I dislike how mean and critical HN can get sometimes. The article is clearly titled "A guide", not "The guide"! The OP link builds on top of using containerization / docker. Some find it useful, some would benefit from it. Doesn't mean that embrace is "silly", "nonsense", "cult", and whatnot. If you don't prefer something, make that known, that's fine. If there's something to add or alternatives to suggest, do so. One doesn't have to shitpile on a fairly well written, referenced and organized article.
This is just one of those "awesome" lists.
Recently I've been looking through them including the self hosted one and I suspect about 10-20% are in fact ads basically paid product placement. Usually can't even be self hosted just a paid service for an instance. That's not self hosting.
A decent chunk are not practically selfhostable. I mean not for a mere mortal. Like those guys who seem to run synapse on a rpi3. Everyone else needs dual core with 6gb RAM. Again I wonder if those people actually even used the self hosted version?
Am I still ranting? Guess I had more to say than I realised.
Silly. I've been self hosting since I degoogled. Never have I regretted not using docker. To imply that you should do this is the kind of hilariously out of touch I expect from developers :).
This guide lacks the most important tools: fail2ban and tripwire.
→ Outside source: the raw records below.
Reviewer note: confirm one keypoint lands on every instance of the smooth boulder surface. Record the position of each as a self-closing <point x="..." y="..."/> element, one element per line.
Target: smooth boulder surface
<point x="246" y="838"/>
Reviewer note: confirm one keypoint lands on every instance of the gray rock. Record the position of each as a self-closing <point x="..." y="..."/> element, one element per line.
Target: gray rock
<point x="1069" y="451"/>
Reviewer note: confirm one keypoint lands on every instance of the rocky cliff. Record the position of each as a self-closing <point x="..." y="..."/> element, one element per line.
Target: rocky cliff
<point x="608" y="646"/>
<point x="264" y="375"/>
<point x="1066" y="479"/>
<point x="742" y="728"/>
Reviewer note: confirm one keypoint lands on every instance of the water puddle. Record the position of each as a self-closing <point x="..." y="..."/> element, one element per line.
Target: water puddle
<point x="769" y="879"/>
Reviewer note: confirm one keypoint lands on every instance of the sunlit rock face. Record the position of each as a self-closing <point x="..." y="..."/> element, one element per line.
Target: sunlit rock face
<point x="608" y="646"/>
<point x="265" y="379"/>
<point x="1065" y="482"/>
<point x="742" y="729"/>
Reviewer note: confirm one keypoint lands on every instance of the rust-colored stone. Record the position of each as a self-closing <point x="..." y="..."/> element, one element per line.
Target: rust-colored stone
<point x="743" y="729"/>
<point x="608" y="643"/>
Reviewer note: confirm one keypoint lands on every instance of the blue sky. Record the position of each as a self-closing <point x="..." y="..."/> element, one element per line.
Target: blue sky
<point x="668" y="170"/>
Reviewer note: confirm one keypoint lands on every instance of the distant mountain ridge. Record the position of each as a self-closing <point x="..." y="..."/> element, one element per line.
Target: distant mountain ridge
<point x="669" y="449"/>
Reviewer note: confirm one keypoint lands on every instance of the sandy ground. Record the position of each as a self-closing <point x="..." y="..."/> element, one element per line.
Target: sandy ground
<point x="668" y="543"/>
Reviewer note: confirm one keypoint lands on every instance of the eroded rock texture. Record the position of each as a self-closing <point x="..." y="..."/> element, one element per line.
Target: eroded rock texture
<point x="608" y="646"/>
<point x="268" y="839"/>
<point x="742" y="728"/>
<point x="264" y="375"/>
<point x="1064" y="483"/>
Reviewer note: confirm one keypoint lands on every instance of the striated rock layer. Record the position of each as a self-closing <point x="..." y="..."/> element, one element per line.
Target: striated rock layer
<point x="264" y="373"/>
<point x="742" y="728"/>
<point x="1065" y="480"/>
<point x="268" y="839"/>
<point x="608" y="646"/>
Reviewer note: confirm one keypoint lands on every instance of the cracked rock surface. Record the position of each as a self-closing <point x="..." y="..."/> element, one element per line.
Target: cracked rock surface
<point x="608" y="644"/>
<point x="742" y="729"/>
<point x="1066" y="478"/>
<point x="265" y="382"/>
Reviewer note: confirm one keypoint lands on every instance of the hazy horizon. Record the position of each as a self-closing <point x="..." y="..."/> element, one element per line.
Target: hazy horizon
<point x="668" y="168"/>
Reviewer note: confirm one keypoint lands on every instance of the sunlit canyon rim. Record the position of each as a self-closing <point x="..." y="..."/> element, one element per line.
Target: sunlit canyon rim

I block on the order of 5,000 malicious requests a day (mostly recon bots) from Russian and China.
A better guide would be to just link to the dokku docs.
No yunohost ?
Maybe I missed it, but this just looks like a giant list of open source tools. Docker, Containers, virtualization, password management, etc.
Not knocking OP, but a "guide for getting started" seems like it would be a howto for self hosting. This seems like a giant list of tools.
I only note this as I work at a place that self-hosts everything as we already have an on-prem data center. For example, we use openstack for our users to spin up VMs. If I did a guide to self hosting, I would talk briefly about the design choices that led me to openstack, and then about how to prepare for and install openstack. It seems like this guide is more like "you can use openstack for cloud". Needs more "guide".